Institute for War and Peace Reporting | Giving Voice, Driving Change
Two pillars of Iraqi press freedom established by IWPR and its trainees have joined forces in a bid to strengthen the breadth and impact of the two organisations.
The Baghdad-based Journalistic Freedom Observatory, JFO, an IWPR partner, and Metro Centre to Defend Journalists, which IWPR Iraq created in Sulaimaniyah in 2009, merged and elected a board of directors at a conference in Erbil in July.
The merged organisation will be known as the JFO, but the Metro Centre will retain a high degree of autonomy.
Both organisations are well respected in Iraq as influential, independent watchdogs that defend the rights of Iraqi journalists and campaign for greater press freedom.
The JFO, which was founded by IWPR staff and trainees in 2004, is considered Iraq’s foremost press freedom advocacy group.
The organisation has tracked hundreds of cases of attacks against press and assisted threatened journalists in Iraq, which the New York-based Committee to Protect Journalists considers the most dangerous country in the world for journalists.
The JFO’s accomplishments include lobbying the Iraqi government to protect reporters, organising demonstrations calling for greater media rights, securing news organisations more access to cover events and establishing – together with the interior ministry - a hotline for media workers under threat.
The Metro Centre has served as a leading campaigner for press freedom in Iraqi Kurdistan, including assisting members of the media who have been detained or threatened, documenting threats against journalists and issuing dozens of statements that have raised awareness of media rights violations in the region.
The merger will strengthen the breadth and impact of the two organisations, which launched joint campaigns through IWPR to push for greater press freedoms earlier this year.
“The step of unifying the two organisations – JFO and Metro Centre - is essential to enhancing the impact of our work to protect journalists and their legal rights,” said Ali Marzook, a JFO board member and manager of IWPR Iraq’s Safety, Security, Law and Protection programme for journalists.
“While JFO has proven itself as an effective organisation for journalists’ issues, its connection to IWPR has given it even more credibility because of the great reputation that IWPR enjoys among journalists.”
The merger was decided during an IWPR-sponsored conference of 35 journalists and media rights advocates from across Iraq in the northern city of Erbil on July 18 and 19.
Conference participants discussed the future of the new organisation and elected an 11-member board of directors which will supervise the policies, direction and budget of the JFO. Metro Centre will serve as a Kurdish subsidiary of the JFO and will keep its current name.
The board’s members are “very diverse and experienced in the field of journalism”, said Metro Centre director and JFO board vice-chairman Mariwan Hama-Saeed.
The organisations’ immediate goals include pressing for laws that protect freedom of speech and media rights to replace restrictive Baath-era legislation that leave journalists vulnerable to prosecution and even the death penalty.
The JFO also hopes to provide financial assistance for journalists in distress and for the families of those who have been killed.
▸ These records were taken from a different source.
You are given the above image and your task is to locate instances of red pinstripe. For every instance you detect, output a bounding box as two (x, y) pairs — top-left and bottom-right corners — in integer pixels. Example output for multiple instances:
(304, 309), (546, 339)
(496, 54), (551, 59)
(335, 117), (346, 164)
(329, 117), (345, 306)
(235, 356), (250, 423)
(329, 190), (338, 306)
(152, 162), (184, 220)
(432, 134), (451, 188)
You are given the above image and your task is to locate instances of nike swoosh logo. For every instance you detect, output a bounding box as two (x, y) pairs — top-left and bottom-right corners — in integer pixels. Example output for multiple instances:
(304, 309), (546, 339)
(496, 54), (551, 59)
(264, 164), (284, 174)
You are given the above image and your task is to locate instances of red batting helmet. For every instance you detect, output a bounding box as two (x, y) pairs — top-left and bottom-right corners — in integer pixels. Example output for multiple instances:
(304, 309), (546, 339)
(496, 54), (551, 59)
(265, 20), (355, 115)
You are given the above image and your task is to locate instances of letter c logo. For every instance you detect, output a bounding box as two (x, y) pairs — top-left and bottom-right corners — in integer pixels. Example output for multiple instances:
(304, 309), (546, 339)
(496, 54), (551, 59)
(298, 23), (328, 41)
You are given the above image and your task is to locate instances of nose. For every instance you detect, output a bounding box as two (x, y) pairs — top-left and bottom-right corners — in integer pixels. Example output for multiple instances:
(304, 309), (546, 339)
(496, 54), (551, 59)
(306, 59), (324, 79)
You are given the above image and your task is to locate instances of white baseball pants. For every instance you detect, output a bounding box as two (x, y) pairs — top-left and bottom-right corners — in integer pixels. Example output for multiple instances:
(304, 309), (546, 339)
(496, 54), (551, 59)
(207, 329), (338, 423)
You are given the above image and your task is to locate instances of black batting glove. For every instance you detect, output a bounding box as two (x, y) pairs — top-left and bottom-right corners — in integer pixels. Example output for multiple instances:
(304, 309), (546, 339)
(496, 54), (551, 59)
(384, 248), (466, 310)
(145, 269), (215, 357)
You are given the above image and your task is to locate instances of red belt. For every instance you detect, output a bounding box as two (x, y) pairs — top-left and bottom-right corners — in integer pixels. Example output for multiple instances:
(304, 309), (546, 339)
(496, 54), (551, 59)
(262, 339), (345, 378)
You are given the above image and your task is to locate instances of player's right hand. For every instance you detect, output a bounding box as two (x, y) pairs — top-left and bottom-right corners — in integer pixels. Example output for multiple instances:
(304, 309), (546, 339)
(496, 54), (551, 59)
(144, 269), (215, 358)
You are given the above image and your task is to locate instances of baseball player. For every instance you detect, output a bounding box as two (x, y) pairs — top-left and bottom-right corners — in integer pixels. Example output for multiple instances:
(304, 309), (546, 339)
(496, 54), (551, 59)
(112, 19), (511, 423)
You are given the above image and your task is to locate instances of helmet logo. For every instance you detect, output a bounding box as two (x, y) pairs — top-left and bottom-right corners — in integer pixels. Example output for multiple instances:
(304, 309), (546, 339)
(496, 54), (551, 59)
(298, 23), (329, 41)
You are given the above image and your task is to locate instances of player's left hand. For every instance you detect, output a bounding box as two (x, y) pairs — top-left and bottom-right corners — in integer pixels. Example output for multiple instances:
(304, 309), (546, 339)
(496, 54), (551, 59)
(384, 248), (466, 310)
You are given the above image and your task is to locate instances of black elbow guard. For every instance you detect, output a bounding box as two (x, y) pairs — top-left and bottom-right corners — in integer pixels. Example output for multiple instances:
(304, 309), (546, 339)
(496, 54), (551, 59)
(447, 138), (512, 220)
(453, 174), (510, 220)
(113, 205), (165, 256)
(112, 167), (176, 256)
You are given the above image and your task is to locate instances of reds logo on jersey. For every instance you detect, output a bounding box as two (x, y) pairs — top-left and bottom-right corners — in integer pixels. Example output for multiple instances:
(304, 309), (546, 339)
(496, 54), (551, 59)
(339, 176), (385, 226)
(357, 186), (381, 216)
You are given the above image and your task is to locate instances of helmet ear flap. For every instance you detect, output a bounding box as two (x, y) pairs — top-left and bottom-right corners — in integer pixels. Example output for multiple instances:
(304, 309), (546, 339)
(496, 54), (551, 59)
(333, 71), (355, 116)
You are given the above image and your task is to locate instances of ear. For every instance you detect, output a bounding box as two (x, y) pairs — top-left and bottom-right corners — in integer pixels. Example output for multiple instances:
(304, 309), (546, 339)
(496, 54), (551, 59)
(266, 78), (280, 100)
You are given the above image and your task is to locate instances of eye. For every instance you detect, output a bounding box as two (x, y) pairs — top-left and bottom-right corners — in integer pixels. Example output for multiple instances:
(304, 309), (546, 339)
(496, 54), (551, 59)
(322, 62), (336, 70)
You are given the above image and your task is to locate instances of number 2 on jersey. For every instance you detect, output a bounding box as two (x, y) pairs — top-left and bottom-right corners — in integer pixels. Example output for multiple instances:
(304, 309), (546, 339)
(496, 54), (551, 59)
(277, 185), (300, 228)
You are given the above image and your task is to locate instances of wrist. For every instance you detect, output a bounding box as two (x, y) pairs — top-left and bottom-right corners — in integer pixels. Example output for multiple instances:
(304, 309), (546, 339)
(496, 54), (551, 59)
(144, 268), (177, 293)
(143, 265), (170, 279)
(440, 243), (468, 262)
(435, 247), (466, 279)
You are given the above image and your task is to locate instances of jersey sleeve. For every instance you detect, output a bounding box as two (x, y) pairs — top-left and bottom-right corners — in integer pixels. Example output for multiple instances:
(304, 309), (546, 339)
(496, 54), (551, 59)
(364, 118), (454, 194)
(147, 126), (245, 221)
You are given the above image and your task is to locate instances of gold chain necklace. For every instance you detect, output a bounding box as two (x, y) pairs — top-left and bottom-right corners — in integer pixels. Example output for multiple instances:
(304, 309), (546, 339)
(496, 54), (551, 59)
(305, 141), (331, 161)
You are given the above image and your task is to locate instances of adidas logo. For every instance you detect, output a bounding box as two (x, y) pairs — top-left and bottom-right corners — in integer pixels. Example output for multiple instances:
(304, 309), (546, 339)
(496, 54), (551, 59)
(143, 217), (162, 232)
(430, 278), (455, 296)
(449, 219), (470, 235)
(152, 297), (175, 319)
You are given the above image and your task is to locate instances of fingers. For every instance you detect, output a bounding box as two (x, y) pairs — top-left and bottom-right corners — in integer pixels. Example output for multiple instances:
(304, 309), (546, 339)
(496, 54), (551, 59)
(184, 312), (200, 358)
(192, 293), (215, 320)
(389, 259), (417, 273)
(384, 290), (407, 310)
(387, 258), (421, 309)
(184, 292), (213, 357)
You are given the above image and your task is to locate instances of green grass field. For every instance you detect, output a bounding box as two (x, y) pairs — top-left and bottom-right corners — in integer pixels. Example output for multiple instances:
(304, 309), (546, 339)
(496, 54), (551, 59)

In addition, the organisation is aiming to arrange ethics, hostile environment and media law training sessions for journalists and lawyers.
JFO executive director Ziyad al-Ajili said the organisation is also considering expanding its operations to other countries in the region where press freedoms are under threat, although the focus for now remains on Iraq.
“For the past seven years Iraq has been the most dangerous place for journalists to work. Iraqi journalists have been on front lines, risking their lives to cover the news,” said Hama-Saeed. “We will not rest until Iraq becomes a safe haven for journalists and a model for free press in the region.”
Farah Ali is IWPR Iraq’s editorial coordinator and translator in Baghdad.